PIALA AFC

Persija senasib Bali United

Foto ilustrasi. Penyerang gaek Bambang Pamungkas tak berdaya di hadapan Johor Darul Takzim.
Foto ilustrasi. Penyerang gaek Bambang Pamungkas tak berdaya di hadapan Johor Darul Takzim. | Mohammad Ayudha /Antara Foto

Persija Jakarta dan Bali United bakal bertemu pada final Piala Presiden. Partai puncak turnamen pramusim ini akan digelar di Stadion Utama Gelora Bung Karno, Senayan, Jakarta, Sabtu (17/2/2018).

Namun mereka bukan cuma sama-sama finalis, tapi juga bernasib sama di Piala AFC, kompetisi antarklub kasta kedua di Asia. Setelah Bali United dipecundangi Yangon United (Myanmar) 1-3 di Gianyar, Selasa (13/2), sehari kemudian Persija menyerah 0-3 kepada tuan rumah Johor Darul Takzim (Malaysia).

Seperti halnya Bali United di Grup G, Persija juga menurunkan para pemain pilihan kedua untuk melakoni laga perdananya di Grup H. Bali United dan Persija sama-sama mementingkan laga final turnamen pramusim ketimbang laga resmi Piala AFC meski masing-masing klub masih punya lima laga lagi untuk dimainkan.

Hampir 30 menit pertandingan berlangsung di Stadion Tan Sri Dato Hassan Yunos, Johor Baru, Rabu (14/2), "Harimau Selatan" sudah menjebol gawang "Macan Kemayoran". Gol dicetak Hazwan Bakri setelah menerima bola silang dari Azrif Nasrulhaq.

Penyerang impor Johor Jorge Pereyra Diaz mencetak gol kedua pada menit 42. Lepas dari jebakan offside, pemain asal Argentina ini sukses memperdaya kiper Andritany Ardhiyasa.

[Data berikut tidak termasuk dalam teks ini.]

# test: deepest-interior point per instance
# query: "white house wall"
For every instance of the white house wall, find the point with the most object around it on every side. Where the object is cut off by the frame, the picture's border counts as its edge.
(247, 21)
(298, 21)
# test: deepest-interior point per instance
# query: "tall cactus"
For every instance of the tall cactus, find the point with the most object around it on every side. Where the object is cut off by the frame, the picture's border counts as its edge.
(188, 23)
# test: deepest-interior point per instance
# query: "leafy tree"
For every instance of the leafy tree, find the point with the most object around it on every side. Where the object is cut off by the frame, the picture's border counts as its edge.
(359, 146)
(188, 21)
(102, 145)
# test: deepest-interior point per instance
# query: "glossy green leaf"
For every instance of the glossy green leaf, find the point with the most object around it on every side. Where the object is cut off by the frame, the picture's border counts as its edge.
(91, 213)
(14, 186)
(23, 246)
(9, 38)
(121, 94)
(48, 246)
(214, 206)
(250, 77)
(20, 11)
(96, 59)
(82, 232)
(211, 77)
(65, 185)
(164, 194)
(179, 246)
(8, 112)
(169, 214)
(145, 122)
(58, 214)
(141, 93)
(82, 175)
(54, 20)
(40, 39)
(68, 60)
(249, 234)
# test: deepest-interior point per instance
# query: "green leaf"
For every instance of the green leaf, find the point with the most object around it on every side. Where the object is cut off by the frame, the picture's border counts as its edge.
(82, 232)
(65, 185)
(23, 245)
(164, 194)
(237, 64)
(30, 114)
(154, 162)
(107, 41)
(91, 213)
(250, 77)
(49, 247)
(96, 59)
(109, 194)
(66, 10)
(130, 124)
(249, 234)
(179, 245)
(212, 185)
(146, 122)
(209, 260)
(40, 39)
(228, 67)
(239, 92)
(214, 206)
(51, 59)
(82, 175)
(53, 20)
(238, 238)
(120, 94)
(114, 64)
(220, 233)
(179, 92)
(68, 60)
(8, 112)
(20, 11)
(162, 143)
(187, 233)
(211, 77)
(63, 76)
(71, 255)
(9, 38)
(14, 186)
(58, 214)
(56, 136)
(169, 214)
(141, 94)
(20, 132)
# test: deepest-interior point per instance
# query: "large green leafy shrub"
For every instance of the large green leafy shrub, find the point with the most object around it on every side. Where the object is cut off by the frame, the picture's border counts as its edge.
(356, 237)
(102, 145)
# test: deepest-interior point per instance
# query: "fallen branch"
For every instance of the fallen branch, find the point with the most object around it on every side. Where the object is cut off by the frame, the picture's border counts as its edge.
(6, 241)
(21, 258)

Johor memastikan kemenangan 3-0 pada babak kedua, menit 76, menyusul aksi Safawi Rasid. Gol tak lepas dari andil Diaz yang berhasil mengirim bola di tengah kepungan dua pemain bertahan Persija.

Hasil ini membuat Persija berada di dasar klasemen Grup H, seperti juga Bali United yang menempati urutan terakhir Grup G. Mirip dengan Bali United, Persija kalah karena permainan text book.

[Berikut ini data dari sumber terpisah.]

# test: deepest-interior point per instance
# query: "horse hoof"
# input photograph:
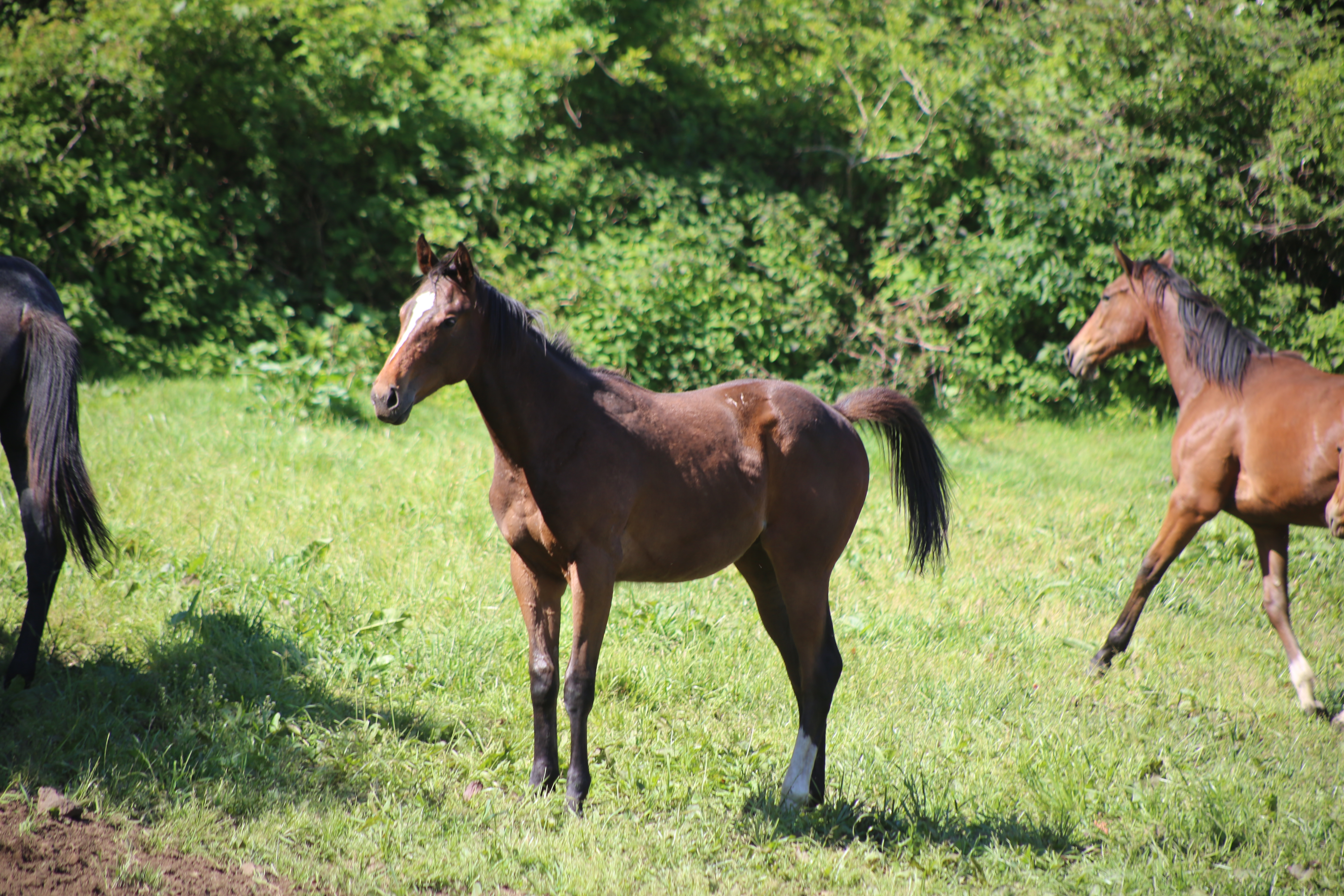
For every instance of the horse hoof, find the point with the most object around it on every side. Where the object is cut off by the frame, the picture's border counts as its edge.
(1099, 667)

Seluruh gol terjadi karena para pemain Persija tidak menjaga lawan sebagaimana mestinya. Pada gol pertama, bola Azrif bisa menembus barisan pertahanan Persija.

Sementara pada gol kedua, kegagalan memasang garis sejajar di lini pertahanan membuat Pereyra berada dalam posisi onside. Adapun pada gol ketiga, dua pemain Persija sibuk menjaga Pereyra yang tengah menguasai bola, tapi justru "membebaskan" Safawi.

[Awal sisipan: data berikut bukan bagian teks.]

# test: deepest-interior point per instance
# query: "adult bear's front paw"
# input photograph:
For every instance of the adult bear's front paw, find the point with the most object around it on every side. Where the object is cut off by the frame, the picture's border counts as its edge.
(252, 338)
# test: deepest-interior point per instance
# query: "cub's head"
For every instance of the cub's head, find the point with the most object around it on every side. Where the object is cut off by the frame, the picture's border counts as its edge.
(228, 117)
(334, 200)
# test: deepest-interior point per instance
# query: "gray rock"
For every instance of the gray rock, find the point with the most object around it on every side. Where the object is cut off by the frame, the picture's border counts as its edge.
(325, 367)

Sebenarnya Persija mendapat peluang melalui Bambang Pamungkas saat kedudukan masih 0-2. Namun upaya Bepe, sapaan akrabnya, ketika sudah melewati kiper Farizal Marlias justru cuma berakhir di tiang gawang.

Kiper Andritany pun masih sempat memberi perlawanan. Kiper timnas Indonesia ini berhasil menggagalkan upaya Pereyra untuk mencetak gol kedua pada laga ini.

Pelatih Persija Stefano "Teco" Cugurra mengatakan kekalahan disebabkan permainan tak maksimal akibat kelelahan karena jadwal Piala Presiden. Karena alasan kebugaran pula, Teco tak membawa lima pemain teras --termasuk penyerang tajam Marko Simic.

"Pemain kami kelelahan setelah melakukan perjalanan yang cukup panjang dari Solo, Jakarta, Singapura, kemudian ke Johor," kata pelatih dari Brasil ini dikutip Viva.

Lebih lanjut Teco memuji permainan Johor. Bepe pun sepakat bahwa Johor cukup serius bermain di ajang ini. Bahkan menurut pemain 37 tahun ini, level permainan Johor berubah jauh dibanding masa dirinya memperkuat Selangor FA (2005-2007).

Ditulis Bola.com, Persija bertekad membalas kekalahan dari Johor pada pertandingan kandang nanti. Namun partai kandang baru terjadi pada 10 April, sementara pada akhir Februari (28/2), Persija lebih dulu menjamu Tampines Rovers (Singapura).